OK, this seller on eBay advertises his MX Leader as a bargain because the stem is frozen in the steerer tube and he can't get it out. So what do the eBay nuts do? Bid the price out the roof -- for a frame that's in Netherlands and will cost $55 to ship to the US. Current price as of Saturday afternoon, $700. The days of MXL bargains are clearly over.
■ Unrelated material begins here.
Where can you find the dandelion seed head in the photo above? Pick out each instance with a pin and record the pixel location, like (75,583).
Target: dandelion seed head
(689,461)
http://cgi.ebay.com/EDDY-MERCKX-MX-...ryZ98084QQssPageNameZWDVWQQrdZ1QQcmdZViewItem


----------



## kjmunc (Sep 19, 2005)

At least on eBay they are.....I think the only deals to be had these days are going to be from obscure foreign websites or from someone stumbling across a bike/frame in person and buying it on the spot.


----------



## Frank121 (May 14, 2002)

*Stem and fork issue*

You would certainly think that if the stem could have been removed, the seller would have done so before having to mention that as a flaw in the auction. Looks like he cut the top of the stem off to try somehow to remove it, but that didn't work. Merckx MXL framesets are nice, but I would not want one without the matching fork to ride and looks like no sure thing this one can be used.


----------



## physasst (Oct 1, 2005)

*You*



Frank121 said:


> You would certainly think that if the stem could have been removed, the seller would have done so before having to mention that as a flaw in the auction. Looks like he cut the top of the stem off to try somehow to remove it, but that didn't work. Merckx MXL framesets are nice, but I would not want one without the matching fork to ride and looks like no sure thing this one can be used.
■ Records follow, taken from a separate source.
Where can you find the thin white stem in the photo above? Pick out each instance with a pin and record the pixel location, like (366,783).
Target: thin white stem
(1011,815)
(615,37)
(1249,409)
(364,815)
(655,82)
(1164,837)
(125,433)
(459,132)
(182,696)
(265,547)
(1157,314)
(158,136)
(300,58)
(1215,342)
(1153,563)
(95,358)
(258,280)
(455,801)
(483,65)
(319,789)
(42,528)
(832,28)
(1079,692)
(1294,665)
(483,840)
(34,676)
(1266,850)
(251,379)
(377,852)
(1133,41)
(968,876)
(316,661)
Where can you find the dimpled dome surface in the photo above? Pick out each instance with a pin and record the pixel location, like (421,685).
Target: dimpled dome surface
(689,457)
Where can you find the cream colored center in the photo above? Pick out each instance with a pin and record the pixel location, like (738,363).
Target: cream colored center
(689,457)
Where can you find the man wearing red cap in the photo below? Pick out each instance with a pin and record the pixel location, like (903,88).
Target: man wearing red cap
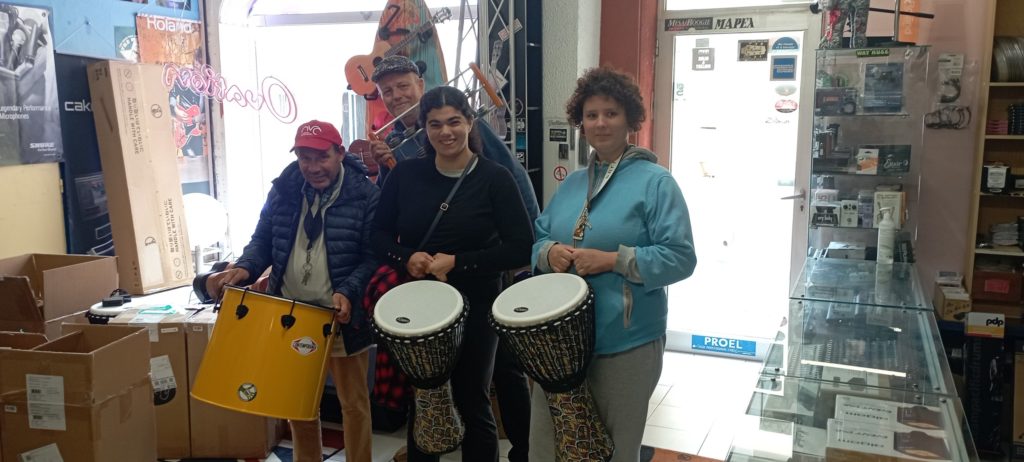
(313,234)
should still be able to save the fork....I had the same thing recently with the Strada OS I bought.....just have to cut the stem, take off the stem fork, and then heat the steerer tube...it'll come out....might be a lot of work, but it'll come out.


----------



## Guest (Jun 3, 2007)

there is a mxl fork on ebay.


----------



## barry1021 (Nov 27, 2005)

*The voice of experience*



physasst said:


> should still be able to save the fork....I had the same thing recently with the Strada OS I bought.....just have to cut the stem, take off the stem fork, and then heat the steerer tube...it'll come out....might be a lot of work, but it'll come out.
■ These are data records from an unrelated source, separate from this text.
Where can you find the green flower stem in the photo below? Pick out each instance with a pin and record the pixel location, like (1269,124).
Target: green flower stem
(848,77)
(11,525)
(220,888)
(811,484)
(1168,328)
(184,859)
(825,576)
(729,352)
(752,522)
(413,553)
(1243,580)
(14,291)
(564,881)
speaks!! Did you do it yourself or have LBS do it?

b21


----------



## tarwheel2 (Jul 7, 2005)

Final price was $1,026. Amazing what an eBay bidding war can do. I have seen much nicer Merckx -- complete bikes -- sell for less than that.


----------



## physasst (Oct 1, 2005)

barry1021 said:


> speaks!! Did you do it yourself or have LBS do it?
> 
> b21



Combination, I worked on it myself for awhile, but then had the LBS guys get involved. I did it with them so I could learn how to do it, if the need ever arises again....even with the heat and a pipe wrench on the cut portion of the stem...still was an SOB to get out..!! Managed to do it though...


----------